Alors, là, devant ces beaux esprits, l’allusion à une
résurrection des morts déchaîne l’hilarité. L’épicurisme et le stoïcisme refusent
un dieu personnel, distinct de l’univers.
Luc déclare dans les Actes des Apôtres : « Aux mots de :
« résurrection des morts » les uns se moquaient, les autres déclaraient :
« Parle toujours ! Nous t’écouterons là-dessus ne autre fois ! ».
C’était l’échec et un des plus cuisants qu’il ai connu.
Il n’a été ni flagellé, ni mis en prison mais on s’est moqué de sa parole,
on a blessé son amour-propre. Et l’amour-propre de Paul est plus sensible
que son dos sous les fouets e la flagellation. Jamais Paul ne reverra Athènes.
En route pour Corinthes, l’apôtre fait étape
à Cenchrées où sont installés Aquilas et Prisca, des Juifs chrétiens qui avaient
fui Rome. Ils ont ouvert un atelier de fabrication de tentes. Le hasard veut
qu’en cherchant du travail Paul a trouvé cet atelier où il se trouve doublement
à l’aise. En raison de son titre de chrétien et de son métier de tisseur de
tente il est embauché immédiatement. Ceux qui l’accueillent s’aperçoivent
qu’il souffre de plaies mal refermées qui lui restent d’une récente flagellation.
Ils se rendent comptent qu’ils ont embauché une « tornade » tant
pour le rendement de son travail que pour sa piété très démonstrative. Ils
le gardent jusqu’à sa guérison.
Il part lors pour Corinthes, ville bigarrée où ne se trouve guère de puissants ni de bonnes
familles, ni de beaux esprits. Elle était placée sous le signe de Poséïdon
et surtout d’Aphrodite, qui patronne un tourisme sexuel. La corruption des
mœurs y est notoire.
Là, Paul, qui a la soit disant réputation de misogyne,
rencontre une femme, une certaine Phobé, qui, convertie au Christ, va devenir
le bras droit de l’apôtre. Il la recommandera aux Romains comme : « notre
sœur, ministre de l’Eglise de Cenchrées.. » Il demande qu’on l’accueille
« d’une manière digne des saints. » discours et attitude
bien étonnants pour quelqu’un qui a réputation de mépriser les femmes !

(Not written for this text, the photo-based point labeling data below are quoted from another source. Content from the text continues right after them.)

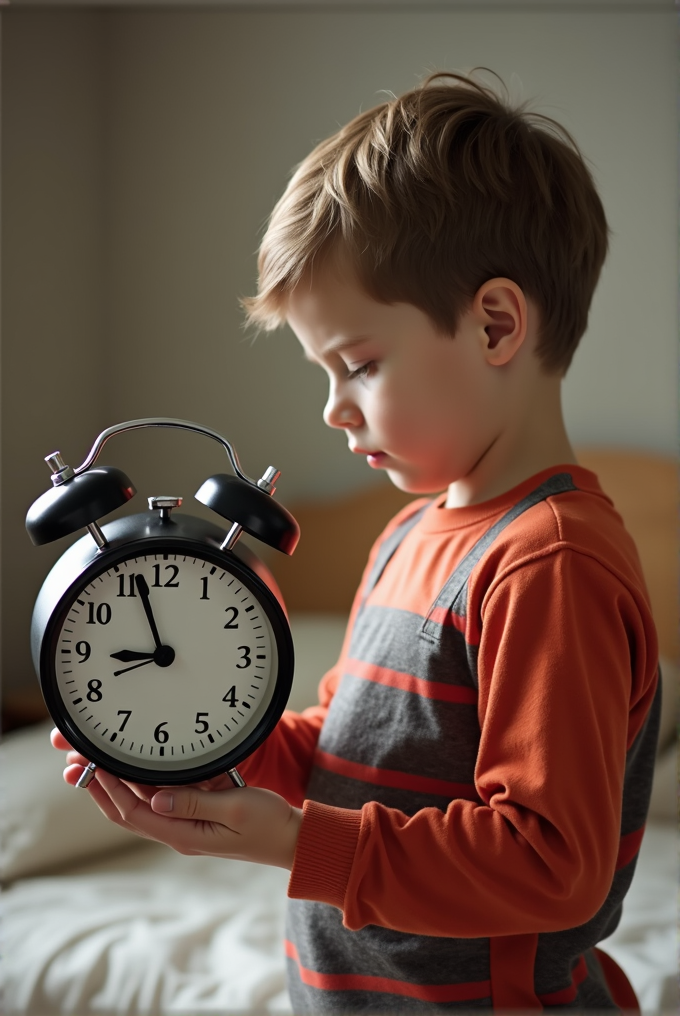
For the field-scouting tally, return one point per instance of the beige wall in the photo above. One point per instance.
(141, 153)
(53, 390)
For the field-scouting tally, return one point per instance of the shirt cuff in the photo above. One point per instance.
(323, 856)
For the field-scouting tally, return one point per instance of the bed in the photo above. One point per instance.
(95, 921)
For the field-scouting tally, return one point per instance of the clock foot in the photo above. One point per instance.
(86, 776)
(237, 778)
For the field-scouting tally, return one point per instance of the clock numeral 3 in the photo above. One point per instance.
(245, 658)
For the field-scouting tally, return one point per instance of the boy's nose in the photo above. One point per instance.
(341, 410)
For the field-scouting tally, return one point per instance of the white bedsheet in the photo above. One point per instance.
(152, 932)
(146, 932)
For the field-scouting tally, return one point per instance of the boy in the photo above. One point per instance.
(462, 811)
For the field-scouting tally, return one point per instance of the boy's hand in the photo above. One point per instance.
(213, 817)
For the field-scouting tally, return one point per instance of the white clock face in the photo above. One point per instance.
(166, 661)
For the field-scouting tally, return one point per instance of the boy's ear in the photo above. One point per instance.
(500, 306)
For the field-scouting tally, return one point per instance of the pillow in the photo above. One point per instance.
(43, 821)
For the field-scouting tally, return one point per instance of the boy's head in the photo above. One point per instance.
(432, 194)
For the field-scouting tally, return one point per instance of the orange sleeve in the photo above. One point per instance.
(539, 853)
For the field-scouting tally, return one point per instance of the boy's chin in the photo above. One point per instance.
(417, 486)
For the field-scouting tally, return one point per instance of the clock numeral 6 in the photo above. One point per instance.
(160, 735)
(201, 724)
(99, 616)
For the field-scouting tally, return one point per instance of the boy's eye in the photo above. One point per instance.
(362, 372)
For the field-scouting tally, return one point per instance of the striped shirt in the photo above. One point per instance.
(477, 775)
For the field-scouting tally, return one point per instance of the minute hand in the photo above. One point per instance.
(142, 589)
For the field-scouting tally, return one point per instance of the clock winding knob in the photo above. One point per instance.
(164, 504)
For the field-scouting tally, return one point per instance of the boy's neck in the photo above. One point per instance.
(533, 439)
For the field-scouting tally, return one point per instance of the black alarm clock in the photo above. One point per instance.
(162, 648)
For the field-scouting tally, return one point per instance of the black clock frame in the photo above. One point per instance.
(148, 533)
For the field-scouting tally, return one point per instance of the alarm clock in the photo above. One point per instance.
(162, 647)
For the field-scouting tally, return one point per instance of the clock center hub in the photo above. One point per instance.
(164, 655)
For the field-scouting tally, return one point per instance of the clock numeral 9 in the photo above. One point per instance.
(82, 649)
(101, 616)
(160, 735)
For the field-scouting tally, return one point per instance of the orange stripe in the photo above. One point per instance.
(409, 683)
(578, 974)
(362, 982)
(628, 847)
(511, 960)
(392, 777)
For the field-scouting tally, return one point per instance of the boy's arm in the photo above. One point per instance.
(558, 712)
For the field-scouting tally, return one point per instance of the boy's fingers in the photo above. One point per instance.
(200, 806)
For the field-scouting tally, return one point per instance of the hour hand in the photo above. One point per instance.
(125, 655)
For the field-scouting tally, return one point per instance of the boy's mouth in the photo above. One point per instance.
(374, 458)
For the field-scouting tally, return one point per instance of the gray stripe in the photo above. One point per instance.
(343, 791)
(377, 725)
(388, 637)
(389, 546)
(382, 952)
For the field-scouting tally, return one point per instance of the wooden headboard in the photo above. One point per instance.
(336, 536)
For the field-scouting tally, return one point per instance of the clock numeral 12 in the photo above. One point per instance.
(171, 583)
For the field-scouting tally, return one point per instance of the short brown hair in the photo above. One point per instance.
(432, 194)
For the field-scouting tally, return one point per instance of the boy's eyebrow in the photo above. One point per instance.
(336, 345)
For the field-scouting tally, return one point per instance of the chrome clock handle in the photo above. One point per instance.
(62, 471)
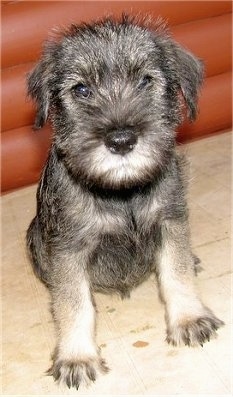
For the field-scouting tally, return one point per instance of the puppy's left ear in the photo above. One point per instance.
(190, 74)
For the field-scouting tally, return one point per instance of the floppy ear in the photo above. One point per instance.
(39, 83)
(190, 73)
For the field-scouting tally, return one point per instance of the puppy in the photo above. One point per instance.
(111, 205)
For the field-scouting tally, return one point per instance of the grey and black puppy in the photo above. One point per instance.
(111, 206)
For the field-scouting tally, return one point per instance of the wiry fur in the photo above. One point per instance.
(106, 220)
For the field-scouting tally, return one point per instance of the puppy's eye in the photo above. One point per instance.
(82, 90)
(144, 82)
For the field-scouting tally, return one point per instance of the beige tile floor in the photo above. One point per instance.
(131, 333)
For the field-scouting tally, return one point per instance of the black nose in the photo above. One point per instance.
(120, 142)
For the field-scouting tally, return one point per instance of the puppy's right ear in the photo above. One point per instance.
(39, 91)
(39, 83)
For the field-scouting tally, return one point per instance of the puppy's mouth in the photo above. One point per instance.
(120, 142)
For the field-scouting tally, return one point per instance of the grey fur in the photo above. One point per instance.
(111, 203)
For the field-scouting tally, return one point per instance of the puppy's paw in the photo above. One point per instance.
(194, 331)
(75, 372)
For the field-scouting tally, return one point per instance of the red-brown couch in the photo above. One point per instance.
(202, 26)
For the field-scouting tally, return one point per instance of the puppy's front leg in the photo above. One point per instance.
(76, 358)
(188, 320)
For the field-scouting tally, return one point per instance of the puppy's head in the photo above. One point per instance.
(112, 91)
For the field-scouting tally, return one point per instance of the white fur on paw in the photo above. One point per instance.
(75, 372)
(194, 331)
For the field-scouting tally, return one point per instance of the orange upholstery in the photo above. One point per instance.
(203, 27)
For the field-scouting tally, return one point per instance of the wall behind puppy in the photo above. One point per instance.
(204, 27)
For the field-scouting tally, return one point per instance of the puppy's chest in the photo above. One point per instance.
(125, 253)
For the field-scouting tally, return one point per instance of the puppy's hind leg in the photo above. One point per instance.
(188, 320)
(76, 358)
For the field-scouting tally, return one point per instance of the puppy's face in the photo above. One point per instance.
(112, 93)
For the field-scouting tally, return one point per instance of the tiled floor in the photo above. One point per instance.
(131, 333)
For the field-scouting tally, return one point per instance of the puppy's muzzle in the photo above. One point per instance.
(120, 142)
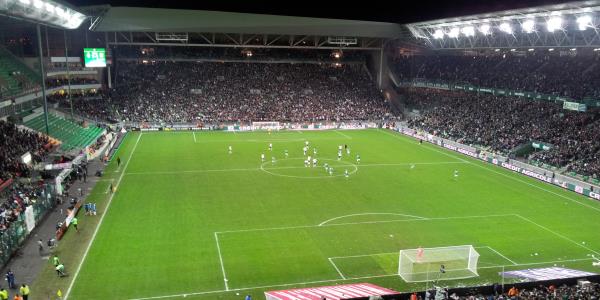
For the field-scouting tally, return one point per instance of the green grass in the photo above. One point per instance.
(182, 192)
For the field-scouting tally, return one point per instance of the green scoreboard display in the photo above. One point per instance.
(94, 57)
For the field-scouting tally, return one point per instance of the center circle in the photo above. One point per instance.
(310, 172)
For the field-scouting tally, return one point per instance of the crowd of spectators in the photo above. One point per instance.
(16, 199)
(541, 292)
(503, 123)
(240, 92)
(15, 142)
(576, 76)
(55, 82)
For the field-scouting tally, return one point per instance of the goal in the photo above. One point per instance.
(265, 126)
(442, 263)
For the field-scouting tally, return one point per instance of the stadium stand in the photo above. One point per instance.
(71, 134)
(503, 123)
(577, 77)
(15, 142)
(241, 92)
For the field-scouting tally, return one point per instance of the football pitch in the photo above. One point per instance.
(191, 220)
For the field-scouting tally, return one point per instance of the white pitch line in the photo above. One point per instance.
(366, 214)
(336, 268)
(87, 249)
(367, 222)
(502, 255)
(343, 134)
(485, 167)
(557, 234)
(221, 260)
(334, 280)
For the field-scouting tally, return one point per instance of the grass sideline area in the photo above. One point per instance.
(190, 220)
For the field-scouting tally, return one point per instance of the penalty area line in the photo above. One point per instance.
(335, 280)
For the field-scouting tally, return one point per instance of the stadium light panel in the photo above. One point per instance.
(584, 22)
(554, 23)
(528, 26)
(505, 27)
(468, 31)
(485, 29)
(38, 4)
(453, 33)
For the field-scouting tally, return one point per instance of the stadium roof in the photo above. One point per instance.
(136, 19)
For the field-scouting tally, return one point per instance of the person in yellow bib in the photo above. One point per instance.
(3, 294)
(75, 222)
(24, 291)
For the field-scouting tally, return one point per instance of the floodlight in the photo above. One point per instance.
(554, 23)
(505, 27)
(584, 22)
(453, 33)
(468, 31)
(438, 34)
(49, 8)
(528, 26)
(38, 4)
(485, 29)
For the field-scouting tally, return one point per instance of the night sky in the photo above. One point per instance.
(371, 10)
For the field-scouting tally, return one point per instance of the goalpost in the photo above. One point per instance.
(442, 263)
(265, 126)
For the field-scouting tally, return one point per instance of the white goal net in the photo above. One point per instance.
(265, 126)
(442, 263)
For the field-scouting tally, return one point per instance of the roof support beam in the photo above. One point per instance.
(236, 45)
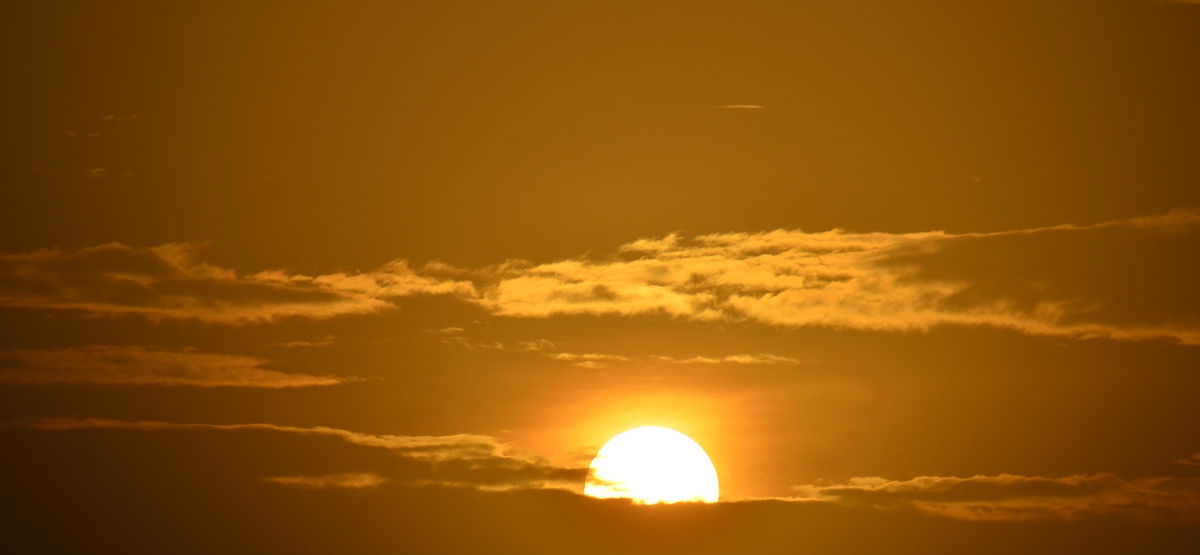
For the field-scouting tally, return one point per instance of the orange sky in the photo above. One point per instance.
(383, 276)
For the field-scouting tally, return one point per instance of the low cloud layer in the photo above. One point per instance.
(760, 358)
(109, 364)
(171, 281)
(1021, 497)
(460, 460)
(1121, 280)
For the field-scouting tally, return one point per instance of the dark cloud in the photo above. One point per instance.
(460, 460)
(106, 487)
(112, 364)
(1021, 497)
(1119, 280)
(171, 281)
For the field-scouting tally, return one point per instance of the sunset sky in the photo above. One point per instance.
(383, 276)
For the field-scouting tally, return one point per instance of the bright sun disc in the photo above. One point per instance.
(653, 465)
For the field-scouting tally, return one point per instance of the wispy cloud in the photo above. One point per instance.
(761, 358)
(171, 281)
(321, 342)
(1117, 280)
(461, 460)
(340, 481)
(541, 346)
(1020, 497)
(109, 364)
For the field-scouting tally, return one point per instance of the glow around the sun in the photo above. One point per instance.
(653, 465)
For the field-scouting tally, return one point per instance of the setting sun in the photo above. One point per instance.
(653, 465)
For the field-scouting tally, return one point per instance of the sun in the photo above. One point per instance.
(653, 465)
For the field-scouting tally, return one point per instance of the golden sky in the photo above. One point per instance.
(366, 276)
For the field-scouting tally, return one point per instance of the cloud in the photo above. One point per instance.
(1020, 497)
(322, 342)
(343, 481)
(169, 281)
(459, 460)
(108, 364)
(1120, 280)
(761, 358)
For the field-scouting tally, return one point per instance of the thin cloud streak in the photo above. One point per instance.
(339, 481)
(136, 365)
(1020, 497)
(1110, 280)
(1025, 280)
(463, 460)
(761, 358)
(171, 281)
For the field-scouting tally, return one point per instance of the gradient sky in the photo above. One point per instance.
(383, 276)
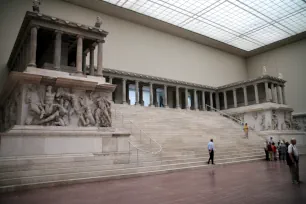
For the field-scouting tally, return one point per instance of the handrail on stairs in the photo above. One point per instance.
(236, 120)
(141, 133)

Voilà qu’à cet endroit réapparaissent Silas et Timothée
qui vont permettre à Paul de se consacrer entièrement à la Parole. Il devient
lyrique dans cet épître aux Thessaloniciens où il déclare : « Nous
avons été au milieu de vous pleins de douceur, comme une mère réchauffe sur
son sein les enfants qu’elle nourrit. »
Depuis
le début de l’ouvrage, et récemment encore, il a déjà été question de l’opinion
de saint Paul sur la proximité de la fin du monde, coïncidant avec le retour de Jésus. Peut-être, dit Alain
Decaux, faut-il chercher dans cette argumentation une des principales raisons
du succès de Paul. Il faudra attendre sa propre mort pour que les chrétiens
renoncent à envisager une époque précise pour le retour de Jésus .Notre mentalité
moderne s’offusque un peu d’une telle erreur d’appréciation mais n’est-ce
pas notre excès de rationalité qui nous tient dans une aussi stricte réserve ?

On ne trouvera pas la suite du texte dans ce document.